09/11/2008
"Méthode de dissection..."
La pensée du jour : "Tant qu'il se débattrait dans les brumes et les cafards que lui créaient ses excès de sensibilité, il ne serait ni vieux ni mort. C'était sa seule certitude". René FALLET
« Autorisation de délirer »
Année de parution : 1979
Pochette : Vous la connaissez tous, cette image délirante, non ? Devant, un homme (Hubert lui-même, j'imagine), de dos, les mains sur le casque qui le relie à un bocal dans lequel se trouve un poisson rouge. En haut à droite, Hubert, le visage grimaçant et peinturluré. Derrière, le même homme, toujours de dos et toujours devant le même bocal. Cette fois, le casque est posé sur ce bocal. En haut à droite, une photo de chacun des musiciens. Claude Mairet est déjà de la partie !
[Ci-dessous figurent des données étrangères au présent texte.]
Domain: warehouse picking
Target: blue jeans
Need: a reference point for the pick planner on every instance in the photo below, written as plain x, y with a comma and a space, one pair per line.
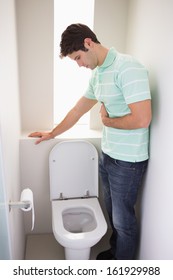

Titres : La vierge au dodge. 51
Court-métrage
La môme kaléidoscope
L'homme politique, le roll-mops et la cuve à mazout
Variations autour du complexe d'Icare
Enfermé dans les cabinets (avec la fille mineure des 80 chasseurs)
La queue
Dernière station avant l'autoroute
Rock-autopsie
Autorisation de délirer
Alligators 427
Les phrases morceaux d'anthologie : « Je t'aime, je t'aime, je t'aime ... et je t'offre ma vie et je t'offre
mon corps, mon casier judiciaire et mon béri-béri ! ». Alors ça, c'est de la déclaration d'amour ! J'en rêve !
« J'étais la Sainte Vierge des paumés
la p'tite infirmière des fantômes
j'racommodais les yeux crevés
j'rafistolais les chromosomes ».
« J'habite rue des amours lynchées ».
« Alors je me mets à rêver
que je suis un slip de carmélite
que personne ne peut me toucher
sans se noyer dans l'eau bénite ».
« Alors je rêve d'être un tombeau
avec des lumières tamisées
où je pourrais compter mes os
en attendant l'éternité ».
« Je sais que désormais vivre est un calembour
la mort est devenue un état permanent
le monde est aux fantômes, aux hyènes et aux vautours ».
« Orgie de silence et de propreté où celui qui aurait encore
quelque chose à dire préfère se taire plutôt que d'avoir
à utiliser leurs formulaires d'autorisation de délirer ».
Les chansons que je n'ai jamais entendues en live : « L'homme politique, le roll-mops et la cuve à mazout », « Variations autour du complexe d'Icare », « La queue ».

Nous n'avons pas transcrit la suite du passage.